(JTA) — Investigators may never know with certainty what combination of factors led Micah Xavier Johnson to methodically fire upon police officers in Dallas. Five white officers were killed in the attack, which came during a peaceful rally protesting the shooting deaths of young black men by law enforcement in other cities.
Johnson has been variously portrayed as a follower of the Black Lives Matter movement who was pushed to the edge by recent police shootings; a loner who not only was unaffiliated with various black nationalists organizations but was even shunned by them, and a disgruntled veteran who left the military under a cloud of suspicion for sexual harassment.
Reports now say he was linked as well to several black power and other confrontational groups, some of which are labeled as anti-Semitic.
According to local reports, Johnson was a member of the New Black Panther Party’s Houston chapter for about six months a few years ago. He “liked” the group on Facebook and, according to The Daily Beast, he attended multiple NBPP protests and events.

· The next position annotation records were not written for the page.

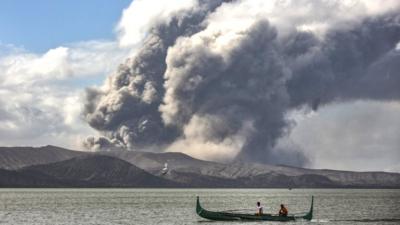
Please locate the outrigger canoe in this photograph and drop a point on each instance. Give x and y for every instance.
(229, 216)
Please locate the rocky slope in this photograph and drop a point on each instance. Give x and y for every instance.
(60, 167)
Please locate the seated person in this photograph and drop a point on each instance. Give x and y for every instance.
(283, 211)
(259, 209)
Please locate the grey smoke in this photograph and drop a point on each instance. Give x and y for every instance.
(239, 96)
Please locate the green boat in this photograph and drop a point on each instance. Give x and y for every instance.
(231, 216)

The Southern Poverty Law Center calls the NBPP, which is not connected to the original Black Panther Party, a “virulently racist and anti-Semitic organization whose leaders have encouraged violence against whites, Jews and law enforcement officers.” The Anti-Defamation League says it is the “largest organized anti-Semitic and racist Black militant group in America.”
The Daily Beast also reported that Johnson was “loosely affiliated” with several other groups, including South Dallas’ Muhammad Mosque No. 48, which is run by members of Louis Farrakhan’s Nation of Islam — which both the Southern Poverty Law Center and ADL labeled an anti-Semitic hate group. He had also liked Facebook pages related to Elijah Muhammad, an early Nation of Islam leader.
Here’s a quick primer on the New Black Panther Party, which is easy to confuse (in name only) with its 1960s namesake.
The original Black Panther Party doesn’t like the new group.
The Black Panther Party, formed in the 1960s to promote black nationalism, has said the NBPP has “hijacked our name and … our history.” In fact, in 1997 the now-defunct Black Panther Party won an injunction against the NBPP that prohibits the group from using the Black Panther name. It continues to use it anyway.
While the group is “tiny” compared to its non-related predecessor, the ADL notes that it has successfully recruited members and garnered significant media coverage in the past.
The Black Panther Party likely objects to the NBPP’s direct calls to kill, like the ones issued in the wake of the deaths of Trayvon Martin and Michael Brown. After Martin was killed by George Zimmerman in 2012, the group issued a $10,000 reward for Zimmerman’s “capture.” When Brown was fatally shot in 2014 by a police officer, Darren Wilson, in Ferguson, Missouri, the group’s then-leader, Malik Zulu Shabazz, directed protesters to chant that they wanted Wilson dead.
New Black Panther Party critiques of white power often turn into anti-Semitism.
The NBPP’s main ideology focuses on wresting power back from whites in general. But as the ADL explains, the group’s positions are tainted by racism and frequently anti-Semitism.
“Members of the group have blamed the Jews for killing Jesus; claimed that the Talmud teaches that ‘Black people are cursed,’ and promoted the anti-Semitic notion that Jews were ‘significantly and substantially’ involved in the transatlantic slave trade,” the ADL’s 2014 report on the group reads.
It blamed Jews for 9/11.
A month after the terrorist attack, at a news conference that was broadcast on C-SPAN, Shabazz blamed “Zionism” and NBPP officer Amir Muhammad said thousands of Jews knew about the attack in advance.
Zionism also features prominently in the group’s 10-point platform as a symbol of “robbery of the Black by the capitalist.” According to the ADL, the NBPP’s former Boston chairman released a song in 2009 called “Zionist Money” that likens Zionism to terrorism. In 2002, Shabazz led chants of “death to Israel” outside the B’nai B’rith building in Washington, D.C.
The Black Lives Matter Network, a grassroots movement that sprang up in reaction to a string of shooting deaths of young black men by police, bristles at the notion that Johnson or fringe groups like the NBPP in any way share their goals or ideology.
“Black activists have raised the call for an end to violence, not an escalation of it,” Black Lives Matter leaders said in a statement one day after the Dallas killings. “Yesterday’s attack was the result of the actions of a lone gunman. To assign the actions of one person to an entire movement is dangerous and irresponsible. We continue our efforts to bring about a better world for all of us.”